This truly is the simplest of recipes and makes a delicious dessert – I loved Nutella as a child and was forever caught digging my spoon into a big jar of the stuff! A little dark chocolate stops everything becoming a little too sweet.
This recipe is made with a gluten free base (the topping is naturally gluten free) which can be substituted for an ordinary biscuit base if desired.
Nutella Cheesecake (Gluten Free)
170g Gluten Free Digestive Biscuits
80g Unsalted Butter (Melted)
25g Flaked Almonds (Toasted)
2 tsp Cocoa Powder
400g Cream Cheese
70g Dark Chocolate
1) Pre heat oven to 160C. Combine the digestives, almonds and cocoa powder in a food processor, whilst blitzing slowly pour in the butter until well combined.
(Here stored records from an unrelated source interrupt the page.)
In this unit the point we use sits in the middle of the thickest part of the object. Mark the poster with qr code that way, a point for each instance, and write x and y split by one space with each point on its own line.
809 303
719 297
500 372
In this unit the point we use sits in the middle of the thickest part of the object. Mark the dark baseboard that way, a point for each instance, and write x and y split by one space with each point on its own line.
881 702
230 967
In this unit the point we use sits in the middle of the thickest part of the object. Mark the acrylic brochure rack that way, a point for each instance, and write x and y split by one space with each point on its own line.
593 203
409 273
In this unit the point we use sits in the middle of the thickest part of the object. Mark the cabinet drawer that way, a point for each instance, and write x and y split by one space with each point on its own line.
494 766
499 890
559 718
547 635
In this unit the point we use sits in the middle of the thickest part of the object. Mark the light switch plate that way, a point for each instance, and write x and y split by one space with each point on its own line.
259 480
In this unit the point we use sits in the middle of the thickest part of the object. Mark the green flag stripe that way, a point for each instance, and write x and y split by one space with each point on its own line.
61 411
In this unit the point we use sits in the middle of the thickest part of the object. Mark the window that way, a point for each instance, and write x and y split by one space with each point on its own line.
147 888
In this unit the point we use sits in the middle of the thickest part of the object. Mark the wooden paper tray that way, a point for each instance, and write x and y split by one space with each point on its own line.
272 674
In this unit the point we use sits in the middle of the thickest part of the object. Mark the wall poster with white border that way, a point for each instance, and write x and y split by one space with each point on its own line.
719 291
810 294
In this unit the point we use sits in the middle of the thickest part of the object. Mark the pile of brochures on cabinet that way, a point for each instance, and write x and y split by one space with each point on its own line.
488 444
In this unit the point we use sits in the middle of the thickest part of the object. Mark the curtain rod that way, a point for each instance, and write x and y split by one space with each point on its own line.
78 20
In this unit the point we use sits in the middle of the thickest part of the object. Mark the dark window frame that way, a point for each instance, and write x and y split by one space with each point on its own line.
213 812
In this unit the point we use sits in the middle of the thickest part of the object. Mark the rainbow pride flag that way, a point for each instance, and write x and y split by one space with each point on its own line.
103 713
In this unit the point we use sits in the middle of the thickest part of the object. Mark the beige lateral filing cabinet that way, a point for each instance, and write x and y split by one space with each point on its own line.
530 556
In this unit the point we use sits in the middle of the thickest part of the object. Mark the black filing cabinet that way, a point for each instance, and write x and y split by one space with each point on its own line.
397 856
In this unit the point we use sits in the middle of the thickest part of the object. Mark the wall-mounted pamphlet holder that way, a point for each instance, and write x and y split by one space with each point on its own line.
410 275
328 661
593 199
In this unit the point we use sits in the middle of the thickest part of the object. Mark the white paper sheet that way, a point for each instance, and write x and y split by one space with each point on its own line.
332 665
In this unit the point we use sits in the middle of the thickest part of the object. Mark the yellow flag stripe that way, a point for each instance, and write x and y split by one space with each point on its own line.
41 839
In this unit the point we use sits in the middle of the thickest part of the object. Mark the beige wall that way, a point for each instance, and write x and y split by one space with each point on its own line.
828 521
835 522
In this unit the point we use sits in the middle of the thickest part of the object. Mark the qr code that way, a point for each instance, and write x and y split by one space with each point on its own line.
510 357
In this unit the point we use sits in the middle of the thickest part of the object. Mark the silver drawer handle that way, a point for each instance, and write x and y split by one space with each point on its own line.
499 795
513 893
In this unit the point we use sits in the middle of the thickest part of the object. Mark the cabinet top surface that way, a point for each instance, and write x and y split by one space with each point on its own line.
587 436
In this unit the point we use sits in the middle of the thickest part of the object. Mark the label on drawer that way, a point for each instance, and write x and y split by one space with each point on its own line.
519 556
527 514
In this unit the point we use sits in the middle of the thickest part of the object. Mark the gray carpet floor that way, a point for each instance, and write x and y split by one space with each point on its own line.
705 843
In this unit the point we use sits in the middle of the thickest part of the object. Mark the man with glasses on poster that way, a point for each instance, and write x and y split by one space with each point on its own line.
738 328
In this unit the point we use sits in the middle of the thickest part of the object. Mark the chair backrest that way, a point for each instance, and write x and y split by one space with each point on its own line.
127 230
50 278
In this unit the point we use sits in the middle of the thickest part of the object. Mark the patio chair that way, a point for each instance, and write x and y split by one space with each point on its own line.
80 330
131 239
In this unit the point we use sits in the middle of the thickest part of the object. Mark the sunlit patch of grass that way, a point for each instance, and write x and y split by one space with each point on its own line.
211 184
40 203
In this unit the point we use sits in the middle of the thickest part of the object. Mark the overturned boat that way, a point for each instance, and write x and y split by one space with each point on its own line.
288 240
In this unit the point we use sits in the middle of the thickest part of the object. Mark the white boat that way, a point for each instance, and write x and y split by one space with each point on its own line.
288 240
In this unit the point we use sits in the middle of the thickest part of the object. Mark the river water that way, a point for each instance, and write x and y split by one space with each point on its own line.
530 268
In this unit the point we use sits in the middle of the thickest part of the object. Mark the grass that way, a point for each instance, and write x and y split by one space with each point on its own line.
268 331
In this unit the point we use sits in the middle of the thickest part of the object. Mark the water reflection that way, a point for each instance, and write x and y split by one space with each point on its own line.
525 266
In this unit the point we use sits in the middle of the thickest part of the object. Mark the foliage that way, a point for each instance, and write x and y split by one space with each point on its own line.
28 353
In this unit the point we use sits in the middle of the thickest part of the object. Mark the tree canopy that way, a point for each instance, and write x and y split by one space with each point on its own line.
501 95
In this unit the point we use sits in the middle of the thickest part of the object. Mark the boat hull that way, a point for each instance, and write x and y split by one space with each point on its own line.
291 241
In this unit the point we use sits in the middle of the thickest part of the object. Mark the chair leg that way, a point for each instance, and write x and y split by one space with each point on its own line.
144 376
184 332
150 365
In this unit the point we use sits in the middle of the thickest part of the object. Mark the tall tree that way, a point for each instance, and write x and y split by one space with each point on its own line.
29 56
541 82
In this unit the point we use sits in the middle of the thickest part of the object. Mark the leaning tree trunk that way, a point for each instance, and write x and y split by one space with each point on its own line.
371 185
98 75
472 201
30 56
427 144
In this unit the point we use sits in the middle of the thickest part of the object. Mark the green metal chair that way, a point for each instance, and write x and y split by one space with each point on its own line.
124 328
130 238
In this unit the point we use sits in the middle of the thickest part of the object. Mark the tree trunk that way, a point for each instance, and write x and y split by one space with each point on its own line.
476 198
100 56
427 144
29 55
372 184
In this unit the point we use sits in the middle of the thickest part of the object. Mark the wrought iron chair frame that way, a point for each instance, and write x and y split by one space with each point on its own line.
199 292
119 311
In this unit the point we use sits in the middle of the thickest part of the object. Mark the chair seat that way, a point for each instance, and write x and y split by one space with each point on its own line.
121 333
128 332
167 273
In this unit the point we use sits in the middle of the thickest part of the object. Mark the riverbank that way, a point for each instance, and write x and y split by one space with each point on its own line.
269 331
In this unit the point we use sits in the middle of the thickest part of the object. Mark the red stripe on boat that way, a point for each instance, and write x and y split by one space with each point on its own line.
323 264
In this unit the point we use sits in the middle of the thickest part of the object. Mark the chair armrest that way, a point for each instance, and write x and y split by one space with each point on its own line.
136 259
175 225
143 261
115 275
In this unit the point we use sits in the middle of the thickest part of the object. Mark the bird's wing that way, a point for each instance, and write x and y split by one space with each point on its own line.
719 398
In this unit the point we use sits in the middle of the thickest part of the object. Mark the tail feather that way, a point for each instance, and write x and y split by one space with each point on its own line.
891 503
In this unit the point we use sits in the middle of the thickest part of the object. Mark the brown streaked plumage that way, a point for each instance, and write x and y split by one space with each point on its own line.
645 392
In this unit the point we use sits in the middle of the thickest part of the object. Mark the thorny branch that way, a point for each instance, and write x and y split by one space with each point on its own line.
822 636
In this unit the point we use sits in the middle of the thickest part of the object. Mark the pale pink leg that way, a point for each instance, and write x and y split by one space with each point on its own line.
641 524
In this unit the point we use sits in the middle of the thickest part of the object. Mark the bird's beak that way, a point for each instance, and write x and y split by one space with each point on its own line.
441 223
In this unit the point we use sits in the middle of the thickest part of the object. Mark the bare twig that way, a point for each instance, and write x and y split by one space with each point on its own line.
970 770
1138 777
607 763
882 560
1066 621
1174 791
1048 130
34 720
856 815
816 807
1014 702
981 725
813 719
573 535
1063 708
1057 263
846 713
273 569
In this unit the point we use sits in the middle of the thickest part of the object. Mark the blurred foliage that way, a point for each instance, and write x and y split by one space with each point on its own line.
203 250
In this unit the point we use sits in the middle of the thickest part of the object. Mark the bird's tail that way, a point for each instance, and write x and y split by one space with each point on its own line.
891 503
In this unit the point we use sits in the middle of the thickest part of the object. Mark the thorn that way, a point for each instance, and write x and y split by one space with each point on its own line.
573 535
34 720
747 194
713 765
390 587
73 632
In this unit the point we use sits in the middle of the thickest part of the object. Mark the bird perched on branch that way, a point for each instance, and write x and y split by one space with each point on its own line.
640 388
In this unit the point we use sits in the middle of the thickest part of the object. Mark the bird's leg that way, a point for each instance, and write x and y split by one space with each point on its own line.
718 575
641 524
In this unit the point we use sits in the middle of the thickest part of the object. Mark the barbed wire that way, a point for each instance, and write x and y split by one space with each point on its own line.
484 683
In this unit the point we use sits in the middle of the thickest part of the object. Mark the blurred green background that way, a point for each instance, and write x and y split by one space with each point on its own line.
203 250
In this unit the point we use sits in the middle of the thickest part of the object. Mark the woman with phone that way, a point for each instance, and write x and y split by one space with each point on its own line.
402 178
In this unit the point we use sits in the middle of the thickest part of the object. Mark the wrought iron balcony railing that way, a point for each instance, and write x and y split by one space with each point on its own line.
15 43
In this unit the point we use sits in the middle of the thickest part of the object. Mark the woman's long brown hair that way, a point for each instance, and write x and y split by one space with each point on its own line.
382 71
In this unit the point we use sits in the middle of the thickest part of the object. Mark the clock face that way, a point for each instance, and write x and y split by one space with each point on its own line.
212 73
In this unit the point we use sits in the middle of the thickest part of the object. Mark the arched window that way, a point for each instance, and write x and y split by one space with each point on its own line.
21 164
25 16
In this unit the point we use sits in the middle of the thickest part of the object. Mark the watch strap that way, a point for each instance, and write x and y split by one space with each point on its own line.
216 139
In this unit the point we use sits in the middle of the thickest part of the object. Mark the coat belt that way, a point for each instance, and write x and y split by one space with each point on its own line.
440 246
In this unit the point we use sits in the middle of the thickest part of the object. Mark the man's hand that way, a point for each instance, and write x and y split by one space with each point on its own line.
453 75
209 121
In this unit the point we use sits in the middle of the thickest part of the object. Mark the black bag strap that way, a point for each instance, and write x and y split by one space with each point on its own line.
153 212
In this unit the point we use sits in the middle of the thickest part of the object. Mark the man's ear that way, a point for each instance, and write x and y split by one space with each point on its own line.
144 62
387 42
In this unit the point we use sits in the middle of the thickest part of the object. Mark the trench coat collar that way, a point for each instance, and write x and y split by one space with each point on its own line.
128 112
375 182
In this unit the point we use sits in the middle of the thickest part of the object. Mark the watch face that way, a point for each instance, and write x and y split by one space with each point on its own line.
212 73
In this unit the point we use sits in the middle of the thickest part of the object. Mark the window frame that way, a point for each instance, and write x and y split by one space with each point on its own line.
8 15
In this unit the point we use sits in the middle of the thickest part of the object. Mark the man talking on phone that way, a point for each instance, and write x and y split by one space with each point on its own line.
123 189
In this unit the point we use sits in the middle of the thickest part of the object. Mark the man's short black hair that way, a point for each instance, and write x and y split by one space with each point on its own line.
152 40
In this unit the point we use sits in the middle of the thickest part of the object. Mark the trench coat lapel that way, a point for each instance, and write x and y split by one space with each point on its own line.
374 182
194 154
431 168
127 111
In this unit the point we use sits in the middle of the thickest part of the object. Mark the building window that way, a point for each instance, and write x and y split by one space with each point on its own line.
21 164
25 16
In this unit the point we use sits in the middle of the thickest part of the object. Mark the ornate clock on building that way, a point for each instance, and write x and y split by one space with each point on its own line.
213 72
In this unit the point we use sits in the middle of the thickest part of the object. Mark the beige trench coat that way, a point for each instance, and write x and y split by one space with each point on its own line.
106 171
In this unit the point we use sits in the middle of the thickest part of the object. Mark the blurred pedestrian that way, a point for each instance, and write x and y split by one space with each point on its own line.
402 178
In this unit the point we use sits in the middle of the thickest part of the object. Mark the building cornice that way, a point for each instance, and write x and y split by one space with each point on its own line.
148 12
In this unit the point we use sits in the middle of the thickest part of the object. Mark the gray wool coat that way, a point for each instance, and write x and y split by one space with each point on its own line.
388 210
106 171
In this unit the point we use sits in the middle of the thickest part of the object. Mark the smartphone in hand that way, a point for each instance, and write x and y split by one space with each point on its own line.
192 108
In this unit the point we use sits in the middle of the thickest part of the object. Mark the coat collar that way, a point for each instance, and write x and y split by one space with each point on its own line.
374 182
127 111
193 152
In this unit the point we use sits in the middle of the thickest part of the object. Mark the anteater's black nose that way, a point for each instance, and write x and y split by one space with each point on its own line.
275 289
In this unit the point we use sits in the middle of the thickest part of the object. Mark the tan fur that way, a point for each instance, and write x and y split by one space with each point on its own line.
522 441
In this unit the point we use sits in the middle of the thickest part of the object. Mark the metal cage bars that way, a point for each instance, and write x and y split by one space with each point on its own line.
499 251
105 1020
Transfer to a small lined cake tin (preferably spring form).
2) Bake the base in the oven for 10 minutes. Transfer to the fridge to cool.
3) Melt the chocolate and Nutella in a bain-marie, stirring frequently to combine. Allow the Nutella mixture to cool slightly. In a large bowl, whisk the cream cheese to loosen. Add the Nutella mixture and whisk to combine.
4) Spoon the mixture on to the biscuit base and level. Place in the fridge to chill for at least 4 hours but preferably overnight.